Murphy's Laws in Software Engineer

Murphy's Laws About Programming

Murphy's Computer Laws

1. No matter how many resources you have, it is never enough.
2. Any cool program always requires more memory than you have.
3. When you finally buy enough memory, you will not have enough disk space.
4. Disks are always full. It is futile to try to get more disk space. Data expands to fill any void.
5. If a program actually fits in memory and has enough disk space, it is guaranteed to crash.
6. If such a program has not crashed yet, it is waiting for a critical moment before it crashes.
7. No matter how good of a deal you get on computer components, the price will always drop immediately after the purchase.
8. All components become obsolete.
9. The speed with which components become obsolete is directly proportional to the price of the component.
10. Software bugs are impossible to detect by anybody except the end user.

Murphy's Hardware Laws

1. The maintenance engineer will never have seen a model quite like yours before.
2. It is axiomatic that any spares required will have just been discontinued and will be no longer in stock.
3. Any VDU, from the cheapest to the most expensive, will protect a twenty cent fuse by blowing first.
4. Any manufacturer making his warranties dependent upon the device being earthed will only supply power cabling with two wires.
5. If a circuit requires n components, then there will be only n - 1 components in locally-held stocks.
6. A failure in a device will never appear until it has passed final inspection.
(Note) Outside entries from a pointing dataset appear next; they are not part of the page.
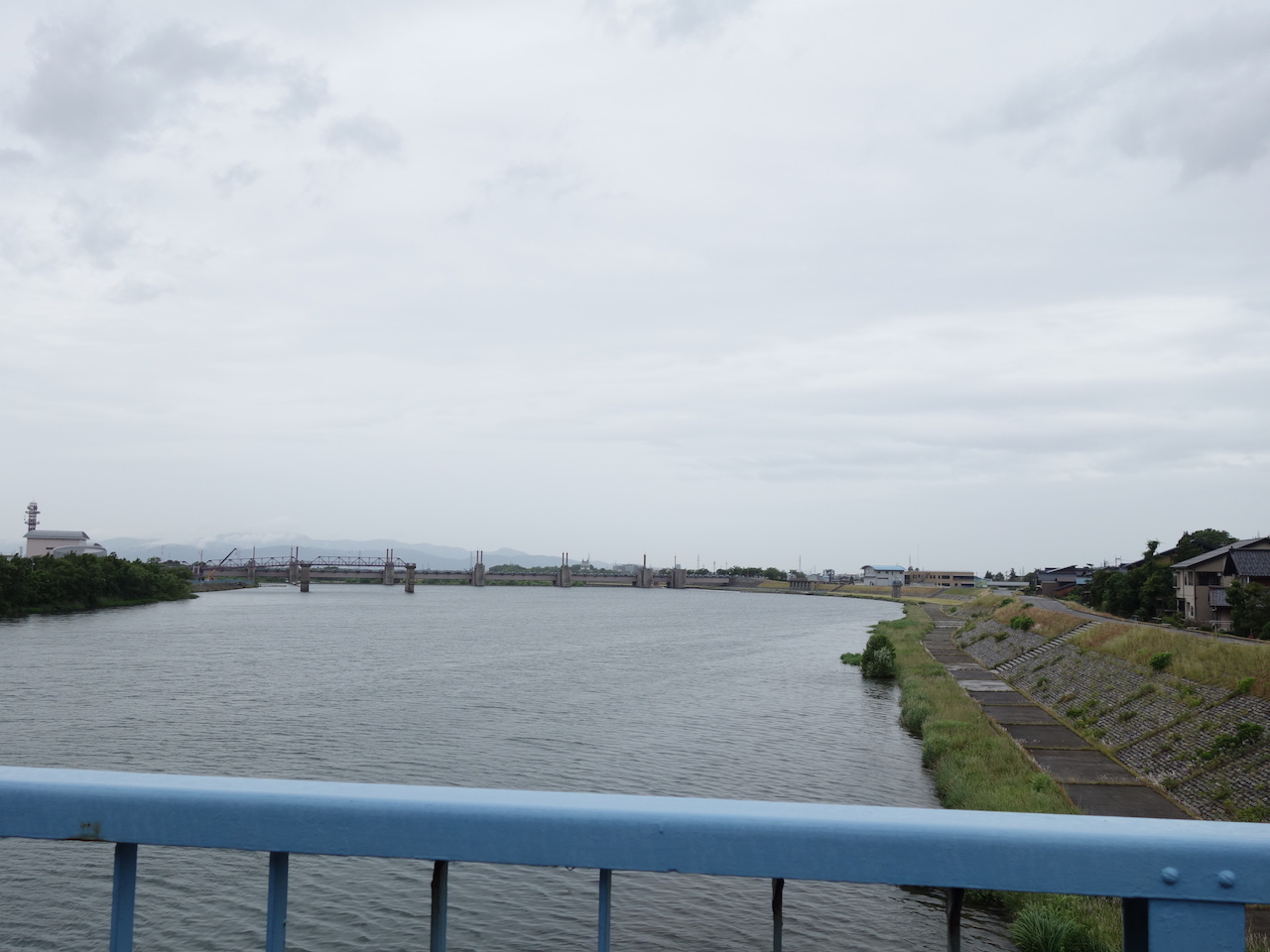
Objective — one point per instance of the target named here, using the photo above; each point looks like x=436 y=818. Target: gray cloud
x=535 y=179
x=1199 y=95
x=672 y=19
x=304 y=94
x=363 y=134
x=94 y=230
x=135 y=293
x=16 y=157
x=91 y=93
x=234 y=178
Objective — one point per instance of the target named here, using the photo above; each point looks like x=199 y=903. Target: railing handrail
x=1184 y=883
x=1024 y=852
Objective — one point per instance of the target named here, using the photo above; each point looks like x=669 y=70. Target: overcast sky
x=968 y=286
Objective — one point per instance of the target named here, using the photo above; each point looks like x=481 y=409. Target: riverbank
x=1098 y=706
x=976 y=767
x=79 y=581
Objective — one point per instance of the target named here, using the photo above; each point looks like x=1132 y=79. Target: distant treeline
x=49 y=584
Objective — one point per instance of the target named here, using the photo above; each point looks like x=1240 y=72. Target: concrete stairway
x=1043 y=649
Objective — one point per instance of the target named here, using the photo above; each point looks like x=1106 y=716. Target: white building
x=881 y=574
x=56 y=542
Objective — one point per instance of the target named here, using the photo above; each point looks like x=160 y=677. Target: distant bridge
x=390 y=570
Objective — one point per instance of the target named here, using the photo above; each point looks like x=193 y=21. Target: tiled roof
x=1251 y=561
x=1223 y=549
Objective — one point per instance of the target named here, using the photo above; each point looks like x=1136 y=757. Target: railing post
x=955 y=896
x=1133 y=915
x=440 y=900
x=606 y=896
x=123 y=897
x=276 y=920
x=778 y=912
x=1183 y=925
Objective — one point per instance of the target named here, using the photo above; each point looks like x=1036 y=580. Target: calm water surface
x=684 y=693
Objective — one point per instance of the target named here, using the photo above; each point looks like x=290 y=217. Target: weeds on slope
x=975 y=767
x=1222 y=664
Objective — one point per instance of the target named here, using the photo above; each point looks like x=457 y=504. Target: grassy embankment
x=976 y=767
x=1223 y=664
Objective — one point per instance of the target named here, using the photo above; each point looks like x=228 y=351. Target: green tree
x=1250 y=610
x=1194 y=543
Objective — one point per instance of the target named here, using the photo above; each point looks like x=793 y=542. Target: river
x=621 y=690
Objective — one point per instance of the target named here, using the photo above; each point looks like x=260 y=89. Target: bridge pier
x=564 y=578
x=644 y=576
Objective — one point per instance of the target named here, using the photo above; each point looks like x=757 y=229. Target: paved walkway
x=1095 y=782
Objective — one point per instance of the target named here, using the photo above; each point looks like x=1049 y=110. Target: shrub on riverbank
x=1042 y=621
x=49 y=584
x=976 y=767
x=879 y=656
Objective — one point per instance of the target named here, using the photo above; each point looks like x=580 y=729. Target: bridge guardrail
x=1184 y=883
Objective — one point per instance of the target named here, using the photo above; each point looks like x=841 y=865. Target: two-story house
x=1202 y=581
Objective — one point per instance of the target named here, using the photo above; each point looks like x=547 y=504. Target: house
x=881 y=574
x=940 y=579
x=1058 y=583
x=1202 y=581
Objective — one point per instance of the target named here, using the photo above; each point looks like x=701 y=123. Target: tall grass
x=1223 y=664
x=1048 y=624
x=976 y=767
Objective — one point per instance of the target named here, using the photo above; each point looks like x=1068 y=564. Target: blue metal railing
x=1184 y=883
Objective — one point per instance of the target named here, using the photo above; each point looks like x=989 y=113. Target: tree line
x=85 y=581
x=1147 y=590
Murphy's Laws on Technology

1. You can never tell which way the train went by looking at the track.
2. Logic is a systematic method of coming to the wrong conclusion with confidence.
3. Technology is dominated by those who manage what they do not understand.
4. An expert is one who knows more and more about less and less until he knows absolutely everything about nothing.
5. Tell a man there are 300 billion stars in the universe and he'll believe you; tell him a bench has wet paint on it and he'll have to touch to be sure.
6. All great discoveries are made by mistake.
7. The first myth of management is that is exists.
8. A failure will not appear until the unit has passed final inspection.
9. Nothing motivates a man more than to see his boss putting in an honest day's work.
10. Some people manage by the book, even they don't know who wrote the book, or even what book.
11. To spot the expert, pick the one who predicts the job will take the longest and cost the most.
12. After all is said and done, a hell of a lot more is said than done.
13. Any system which depends on human reliability is unreliable.
14. The only perfect science is hindsight.
15. If it's not in the computer, it doesn't exist.
16. When all else fails, read the instructions.
17. If there is a possibility of several things going wrong, the one that will cause the most damage will be the one to go wrong.
18. When any instrument is dropped, it will roll into the least accessible corner.
19. Any simple theory will be worded in the most complicated way.
20. The degree of technical competence is inversely proportional to the level of management.
21. Build a system that even a fool can use and only a fool will want to use it.
22. After all is said and done, a lot more is said than done.
23. Any circuit design must contain at least one part which is obsolete, two parts which are unobtainable and three parts which are still under development.
24. If you can't understand it, it is intuitively obvious.
25. If an experiment works, something has gone wrong.
26. The degree of technical competence is inversely proportional to the level of management.